That is far larger than Gross World Product, which measures the value of output of all
the world’s economies. Moreover, that doesn’t include the value of all semiconductors! So it is hard to understate the long-term economic impact of the semiconductor
industry.
2.6 Moore’s Law Meets Moore’s Wall: What Is Likely to Happen
Moore’s law meets Moore’s wall and then the show stops, or the contrary belief that
there will be unending prosperity in the twenty-first century buoyed by Moore’s law,
have been recurring themes in the media and technical community since the mid1970s. The pessimists are often led by conservative scientists who have the laws of
physics to stand behind. The optimists are usually led by those who cling to “facts”

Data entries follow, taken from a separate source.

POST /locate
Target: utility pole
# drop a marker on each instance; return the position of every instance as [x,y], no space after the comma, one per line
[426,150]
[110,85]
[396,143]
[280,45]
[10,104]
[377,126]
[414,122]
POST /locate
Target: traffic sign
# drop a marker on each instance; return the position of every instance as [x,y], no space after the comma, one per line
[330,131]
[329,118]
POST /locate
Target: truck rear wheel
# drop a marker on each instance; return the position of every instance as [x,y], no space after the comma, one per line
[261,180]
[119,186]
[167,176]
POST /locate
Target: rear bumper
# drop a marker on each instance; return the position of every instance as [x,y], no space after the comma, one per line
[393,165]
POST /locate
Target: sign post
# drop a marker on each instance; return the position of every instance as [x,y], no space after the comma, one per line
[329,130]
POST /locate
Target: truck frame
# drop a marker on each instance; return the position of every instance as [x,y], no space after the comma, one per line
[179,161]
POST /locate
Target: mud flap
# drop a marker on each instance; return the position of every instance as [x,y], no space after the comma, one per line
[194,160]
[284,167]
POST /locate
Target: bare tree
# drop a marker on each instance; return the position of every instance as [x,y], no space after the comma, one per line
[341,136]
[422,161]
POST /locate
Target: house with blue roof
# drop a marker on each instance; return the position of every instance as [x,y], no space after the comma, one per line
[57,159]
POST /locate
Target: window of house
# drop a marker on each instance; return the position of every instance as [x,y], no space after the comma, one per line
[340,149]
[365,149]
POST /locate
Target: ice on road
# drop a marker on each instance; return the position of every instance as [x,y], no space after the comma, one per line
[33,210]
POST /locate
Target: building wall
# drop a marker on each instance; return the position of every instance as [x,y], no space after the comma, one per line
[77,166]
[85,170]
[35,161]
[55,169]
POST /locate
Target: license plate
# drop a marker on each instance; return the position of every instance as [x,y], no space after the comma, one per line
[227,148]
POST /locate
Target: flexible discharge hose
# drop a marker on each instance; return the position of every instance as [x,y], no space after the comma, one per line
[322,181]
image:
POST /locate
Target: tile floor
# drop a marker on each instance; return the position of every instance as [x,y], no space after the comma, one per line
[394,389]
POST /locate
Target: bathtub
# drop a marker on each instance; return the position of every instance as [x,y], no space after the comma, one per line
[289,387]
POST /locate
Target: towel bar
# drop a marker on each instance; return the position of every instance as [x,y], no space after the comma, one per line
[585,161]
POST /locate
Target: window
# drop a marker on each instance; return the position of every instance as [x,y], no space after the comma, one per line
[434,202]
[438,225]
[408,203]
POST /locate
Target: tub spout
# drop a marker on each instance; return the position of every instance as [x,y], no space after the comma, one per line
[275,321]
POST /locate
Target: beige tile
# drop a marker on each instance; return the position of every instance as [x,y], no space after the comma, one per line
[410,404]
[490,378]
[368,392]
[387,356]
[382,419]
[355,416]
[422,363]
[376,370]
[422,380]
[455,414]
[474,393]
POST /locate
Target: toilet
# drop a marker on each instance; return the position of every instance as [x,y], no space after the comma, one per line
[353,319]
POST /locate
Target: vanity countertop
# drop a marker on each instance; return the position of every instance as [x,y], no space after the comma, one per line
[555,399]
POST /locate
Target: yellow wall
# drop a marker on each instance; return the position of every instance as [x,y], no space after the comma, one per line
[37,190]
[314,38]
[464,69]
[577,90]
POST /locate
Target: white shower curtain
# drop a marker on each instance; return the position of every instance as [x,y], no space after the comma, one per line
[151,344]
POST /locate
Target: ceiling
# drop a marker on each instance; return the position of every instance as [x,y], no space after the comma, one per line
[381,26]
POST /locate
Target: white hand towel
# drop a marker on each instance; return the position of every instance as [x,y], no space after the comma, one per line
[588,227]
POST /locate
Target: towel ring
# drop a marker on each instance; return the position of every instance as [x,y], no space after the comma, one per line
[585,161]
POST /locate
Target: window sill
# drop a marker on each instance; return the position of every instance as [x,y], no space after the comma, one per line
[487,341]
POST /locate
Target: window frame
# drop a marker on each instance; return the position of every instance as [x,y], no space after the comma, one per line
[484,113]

generated by linear extrapolation.
The problem with the optimists is that the issues that loom are not easily amenable
to measurement by conventional analysis. Eventually real barriers emerge to limit
growth with any technology. Moreover, as Moore himself has often quipped, “No
exponential goes on forever.” But so far, the optimists have been right.
The problem with the pessimists is that they typically rely too much on known
facts and do not allow for invention. They don’t fully account for what they don’t
know, leaving out the “what they don’t know” pieces when assembling the information puzzle. Yet it is the scientific community itself that expands the bounds of
knowledge and extends Moore’s law beyond what was thought possible. History is
replete with many really good scientists and engineers who have come up with new
things to constantly expand the boundaries of our knowledge, and as noted above,
this is not likely to stop. When anyone asks me about Moore’s wall, my first response
is “Moore’s wall is in Santa Clara, just outside Intel’s Robert Noyce building. If you
look closely, you will find the engraved names of people who made career-limiting
predictions for the end of Moore’s law.” This has certainly been the case for those
who have predicted the coming of Moore’s wall in a five-or-ten-year span over the
years. Yet, Moore himself said in 1995 that the wall should be finished and in place
somewhere around 2040, when he poignantly pointed out that otherwise, “we’ll be
everything” if things continue at historical growth rates.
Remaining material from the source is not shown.